Most people, when they decide to write something meaningful, try to start at the beginning. Their birth. Their earliest memory. Childhood. They feel as though the story has to unfold chronologically, or it won't make sense.
This is what causes most people to stop before they've really started.
The beginning is often the hardest place to begin. It's abstract. It's distant. It's hard to find the feeling in it. And when you can't find the feeling, the words won't come, and the blank page wins.
Start with what's loudest
Right now, as you're reading this, something is already in your head. A memory. A regret. Something you've been meaning to say. Something someone did for you once that you've never properly acknowledged. Something you're afraid will be forgotten.

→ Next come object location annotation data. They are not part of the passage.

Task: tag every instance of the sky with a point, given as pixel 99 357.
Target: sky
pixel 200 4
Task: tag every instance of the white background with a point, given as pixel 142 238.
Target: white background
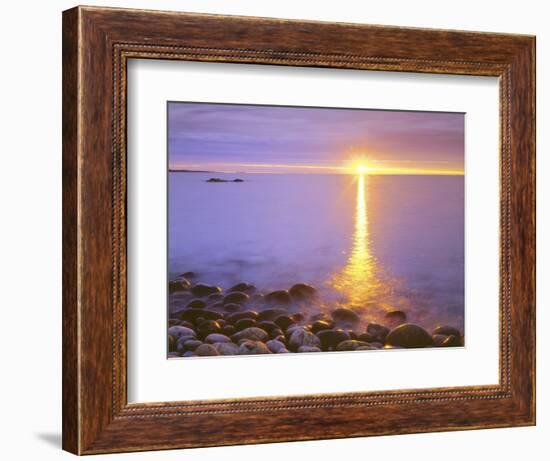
pixel 30 244
pixel 151 378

That's where you start. Not at the beginning. At the thing that's already asking to be said.
The order doesn't matter. Chronology is for biographies. What you're making is something more personal than that — a collection of moments and thoughts and pieces of yourself that will, together, become a picture of who you were.
Some places to start that aren't the beginning
- —The last time you were really happy. What were you doing? Who was there?

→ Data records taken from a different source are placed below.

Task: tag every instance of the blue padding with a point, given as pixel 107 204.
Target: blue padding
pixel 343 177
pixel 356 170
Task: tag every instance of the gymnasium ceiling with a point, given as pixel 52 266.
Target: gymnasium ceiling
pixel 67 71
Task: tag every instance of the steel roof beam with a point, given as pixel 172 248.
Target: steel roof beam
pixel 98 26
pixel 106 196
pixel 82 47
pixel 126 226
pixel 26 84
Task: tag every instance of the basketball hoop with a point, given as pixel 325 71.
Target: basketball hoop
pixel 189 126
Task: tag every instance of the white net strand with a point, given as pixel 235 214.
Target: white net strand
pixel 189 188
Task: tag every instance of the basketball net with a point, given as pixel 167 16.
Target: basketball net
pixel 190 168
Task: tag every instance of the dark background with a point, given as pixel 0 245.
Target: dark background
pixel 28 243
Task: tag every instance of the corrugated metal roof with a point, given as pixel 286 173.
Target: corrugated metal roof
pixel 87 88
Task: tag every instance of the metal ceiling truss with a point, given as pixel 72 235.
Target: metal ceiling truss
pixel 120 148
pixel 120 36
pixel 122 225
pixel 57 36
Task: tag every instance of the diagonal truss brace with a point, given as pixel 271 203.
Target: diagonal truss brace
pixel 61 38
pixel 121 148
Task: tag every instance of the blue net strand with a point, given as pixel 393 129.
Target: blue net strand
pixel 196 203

- —Something a parent or grandparent told you that you've never forgotten.
- —The moment you understood something important about yourself.
- —A decision you made that changed everything — and whether you'd make it again.

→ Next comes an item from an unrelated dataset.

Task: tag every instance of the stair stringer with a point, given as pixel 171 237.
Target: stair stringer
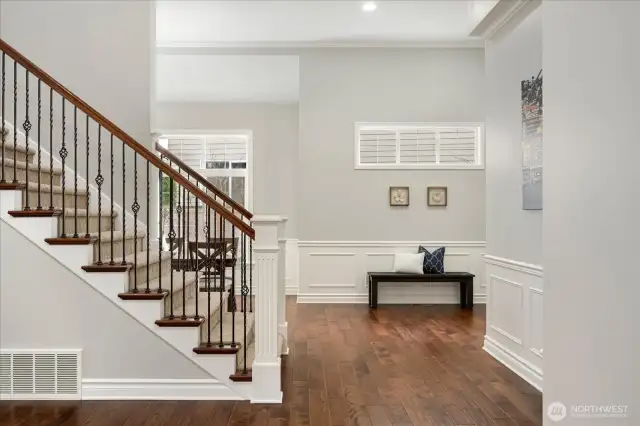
pixel 110 284
pixel 70 175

- —What your hands look like right now and what they've done.
- —Something funny that happened that you're afraid will die with you.
- —The thing you most want them to know — the single most important thing.
Permission to be imperfect
The letters you save do not have to be good. They don't have to be literary. They don't have to be the perfect articulation of your inner life.
They have to be real. They have to be yours. And they have to exist — which means you have to write them, even badly, even incompletely, even starting in the middle of a sentence.
One imperfect letter saved is worth a thousand perfect ones never written.
The first one is the hardest
Every person who has filled a story on Dear Grandchild will tell you the same thing: the first piece was the hardest. After that, something unlocked. The words got easier. The memories started coming on their own.
You don't have to know what you're doing. You just have to start. Anywhere. Today.